In vitro and in vivo data suggest that lactobacilli may exert their antigenotoxic effects by both direct and indirect mechanisms. Diet supplementation with lactobacilli can modify gut microbiota metabolism, leading to the inhibition of enzyme activities involved in the re-toxification of detoxified xenobiotics [18 , 20] . Direct binding of dietary carcinogens to the cell walls of probiotic bacteria has been reported and is currently considered as the most effective detoxification mechanism preventing absorption of genotoxic xenobiotics through the intestinal mucous. Several food mutagens, including PhIP, were reported to be very effectively bound to the cell walls of Lactobacillus acidophilus and Bifidobacterium longum [25 , 37] . It has been also hypothesized that probiotics can prevent the absorption of genotoxic xenobiotics in the intestine [56] or reduce their bioavailability [27] . It has been also reported that probiotics adhere to colonocytes, both in vitro and in vivo , a feature that seems to play a role in limiting the uptake of xenobiotics through the intestinal barrier [28] . Moreover, probiotics can inactivate food mutagens, and/or their precursors, by several other mechanisms, such as chemical or enzymatic inactivation of mutagens ( e.g ., scavenging) [4 , 9] . However, among mechanisms by which probiotics may exert their beneficial effects, significant differences exist between different probiotic strains [33] .

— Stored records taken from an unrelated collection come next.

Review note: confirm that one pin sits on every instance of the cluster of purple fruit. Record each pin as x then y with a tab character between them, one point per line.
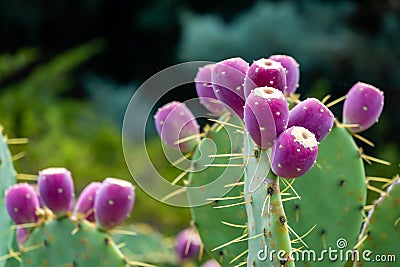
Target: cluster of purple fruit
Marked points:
106	204
257	94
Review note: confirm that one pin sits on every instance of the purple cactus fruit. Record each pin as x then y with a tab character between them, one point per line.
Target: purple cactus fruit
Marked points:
266	115
205	90
174	121
56	189
84	207
187	244
113	203
265	72
22	203
22	235
363	106
314	116
227	78
292	72
294	152
211	263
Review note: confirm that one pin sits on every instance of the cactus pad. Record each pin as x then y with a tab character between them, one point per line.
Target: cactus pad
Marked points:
67	243
382	230
333	195
210	219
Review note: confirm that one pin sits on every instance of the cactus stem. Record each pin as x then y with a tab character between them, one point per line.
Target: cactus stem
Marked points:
25	225
359	243
33	247
369	207
306	234
234	225
188	138
11	254
391	182
18	156
363	139
241	264
27	177
186	156
290	198
233	205
137	263
120	245
234	184
373	188
225	155
238	239
334	102
289	185
224	165
226	124
368	159
122	232
323	101
379	179
299	238
239	256
180	176
225	198
397	221
17	141
173	194
265	204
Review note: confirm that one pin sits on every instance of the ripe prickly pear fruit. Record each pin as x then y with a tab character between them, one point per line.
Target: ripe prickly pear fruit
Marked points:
363	106
211	263
22	203
294	152
56	189
22	235
266	115
113	203
292	72
187	244
314	116
205	90
265	72
227	79
84	207
174	121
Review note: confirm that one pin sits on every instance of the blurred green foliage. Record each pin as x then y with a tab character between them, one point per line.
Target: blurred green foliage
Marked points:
70	132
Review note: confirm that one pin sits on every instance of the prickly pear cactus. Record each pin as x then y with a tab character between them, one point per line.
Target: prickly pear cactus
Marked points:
222	220
8	177
381	231
304	181
267	226
333	196
67	243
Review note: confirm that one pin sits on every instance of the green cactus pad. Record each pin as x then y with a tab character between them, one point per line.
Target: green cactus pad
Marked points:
208	219
67	243
7	177
381	232
333	195
147	245
266	217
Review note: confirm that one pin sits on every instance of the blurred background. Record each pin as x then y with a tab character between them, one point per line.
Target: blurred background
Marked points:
69	68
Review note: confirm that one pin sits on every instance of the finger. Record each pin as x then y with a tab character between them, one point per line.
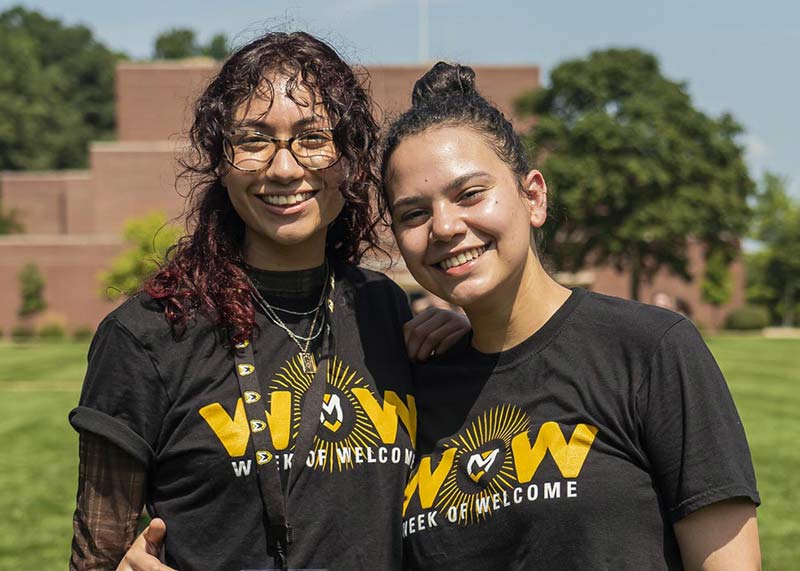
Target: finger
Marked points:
154	535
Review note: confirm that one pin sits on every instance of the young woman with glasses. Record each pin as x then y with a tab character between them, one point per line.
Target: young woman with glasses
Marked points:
570	430
259	383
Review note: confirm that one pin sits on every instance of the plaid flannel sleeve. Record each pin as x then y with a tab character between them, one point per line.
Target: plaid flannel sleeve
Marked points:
111	486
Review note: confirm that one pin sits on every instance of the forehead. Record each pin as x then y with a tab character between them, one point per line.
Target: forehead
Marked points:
280	98
431	159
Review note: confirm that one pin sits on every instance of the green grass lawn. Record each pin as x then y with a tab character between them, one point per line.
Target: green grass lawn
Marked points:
39	384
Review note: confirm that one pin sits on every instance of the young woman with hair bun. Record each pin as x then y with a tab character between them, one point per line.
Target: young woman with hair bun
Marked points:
256	395
570	430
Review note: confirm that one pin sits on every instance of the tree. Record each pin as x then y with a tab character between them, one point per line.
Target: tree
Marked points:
149	238
218	47
56	92
773	271
636	171
31	285
179	43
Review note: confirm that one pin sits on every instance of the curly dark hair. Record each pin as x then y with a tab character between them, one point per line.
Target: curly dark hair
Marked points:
204	270
446	96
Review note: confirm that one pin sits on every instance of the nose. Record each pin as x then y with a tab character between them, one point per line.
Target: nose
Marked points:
446	222
284	168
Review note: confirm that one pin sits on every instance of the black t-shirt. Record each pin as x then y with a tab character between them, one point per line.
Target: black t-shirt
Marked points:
175	405
577	449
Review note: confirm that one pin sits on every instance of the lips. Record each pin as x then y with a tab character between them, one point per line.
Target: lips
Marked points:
286	199
461	258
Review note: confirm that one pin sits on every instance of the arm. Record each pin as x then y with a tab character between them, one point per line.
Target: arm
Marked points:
111	486
433	331
720	537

In this study, the protective effects of Lactobacillus rhamnosus IMC501 strain against PhIP-induced DNA damage were observed in colon cells, where direct positive effects of dietary probiotics could be expected, but not in liver cells, where a systemic chemopreventive activity probably involves resorbed protective agents.

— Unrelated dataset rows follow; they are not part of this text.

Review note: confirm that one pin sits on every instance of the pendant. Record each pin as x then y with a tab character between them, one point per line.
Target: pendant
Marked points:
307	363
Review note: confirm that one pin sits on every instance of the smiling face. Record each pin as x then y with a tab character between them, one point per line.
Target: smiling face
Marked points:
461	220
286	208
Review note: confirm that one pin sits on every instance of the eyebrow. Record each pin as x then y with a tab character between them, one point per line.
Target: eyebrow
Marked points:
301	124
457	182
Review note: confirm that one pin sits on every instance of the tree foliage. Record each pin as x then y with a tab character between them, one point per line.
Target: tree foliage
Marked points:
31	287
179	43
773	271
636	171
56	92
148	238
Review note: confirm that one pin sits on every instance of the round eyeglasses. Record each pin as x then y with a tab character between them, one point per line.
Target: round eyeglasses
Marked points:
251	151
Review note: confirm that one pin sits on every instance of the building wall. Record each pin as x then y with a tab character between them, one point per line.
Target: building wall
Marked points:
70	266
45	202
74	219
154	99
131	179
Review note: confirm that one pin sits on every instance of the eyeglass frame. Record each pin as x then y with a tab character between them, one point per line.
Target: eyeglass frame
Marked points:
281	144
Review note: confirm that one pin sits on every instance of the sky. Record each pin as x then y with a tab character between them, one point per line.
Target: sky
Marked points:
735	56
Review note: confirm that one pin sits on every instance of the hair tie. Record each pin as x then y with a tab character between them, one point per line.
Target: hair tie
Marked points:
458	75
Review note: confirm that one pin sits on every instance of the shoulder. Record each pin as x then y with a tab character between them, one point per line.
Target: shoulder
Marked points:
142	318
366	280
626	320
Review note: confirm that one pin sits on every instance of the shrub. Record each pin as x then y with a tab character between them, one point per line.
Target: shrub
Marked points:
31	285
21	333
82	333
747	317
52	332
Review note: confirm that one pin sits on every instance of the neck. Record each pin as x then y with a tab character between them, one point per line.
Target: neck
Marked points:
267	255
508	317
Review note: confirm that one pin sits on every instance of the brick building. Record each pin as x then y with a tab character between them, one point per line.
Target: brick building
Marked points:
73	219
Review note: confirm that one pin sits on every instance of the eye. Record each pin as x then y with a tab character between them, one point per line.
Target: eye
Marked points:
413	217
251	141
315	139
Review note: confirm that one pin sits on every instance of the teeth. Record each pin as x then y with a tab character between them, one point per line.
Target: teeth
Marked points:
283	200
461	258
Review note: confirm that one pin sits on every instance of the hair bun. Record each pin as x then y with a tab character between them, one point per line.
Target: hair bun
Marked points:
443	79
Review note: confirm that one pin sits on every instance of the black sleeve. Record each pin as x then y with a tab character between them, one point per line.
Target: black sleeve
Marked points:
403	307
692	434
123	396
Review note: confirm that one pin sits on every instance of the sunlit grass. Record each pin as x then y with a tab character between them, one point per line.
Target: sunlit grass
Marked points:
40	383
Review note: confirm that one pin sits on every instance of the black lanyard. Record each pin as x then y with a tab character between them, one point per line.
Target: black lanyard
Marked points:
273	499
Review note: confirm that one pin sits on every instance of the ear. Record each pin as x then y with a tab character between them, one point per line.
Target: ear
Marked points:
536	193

In conclusion, our results confirm that the Lactobacillus rhamnosus IMC501 strain used in this study possesses beneficial properties. Diet supplementation with IMC501 was associated with a reduced activity of fecal enzymes associated with a harmful activity of colonic microbiota and used as biomarkers of colorectal cancer risk. Moreover, the tested probiotic bacteria were capable of reducing significantly the extent of PhIP-induced DNA damage in colon cells. The possibility of using probiotic strains as dietary supplements to counteract the activity of food mutagens in the human gut might be of interest for the production of functional foods, especially dairy products, such as yoghurts and fermented milks containing Lactobacillus and Bifidobacterium stains. With regard to the microorganism used in this in vivo approach, our data suggest that the incorporations of Lactobacillus rhamnosus IMC501 in the diet might contribute to suppress or reduce the genotoxic activity of potentially harmful compounds.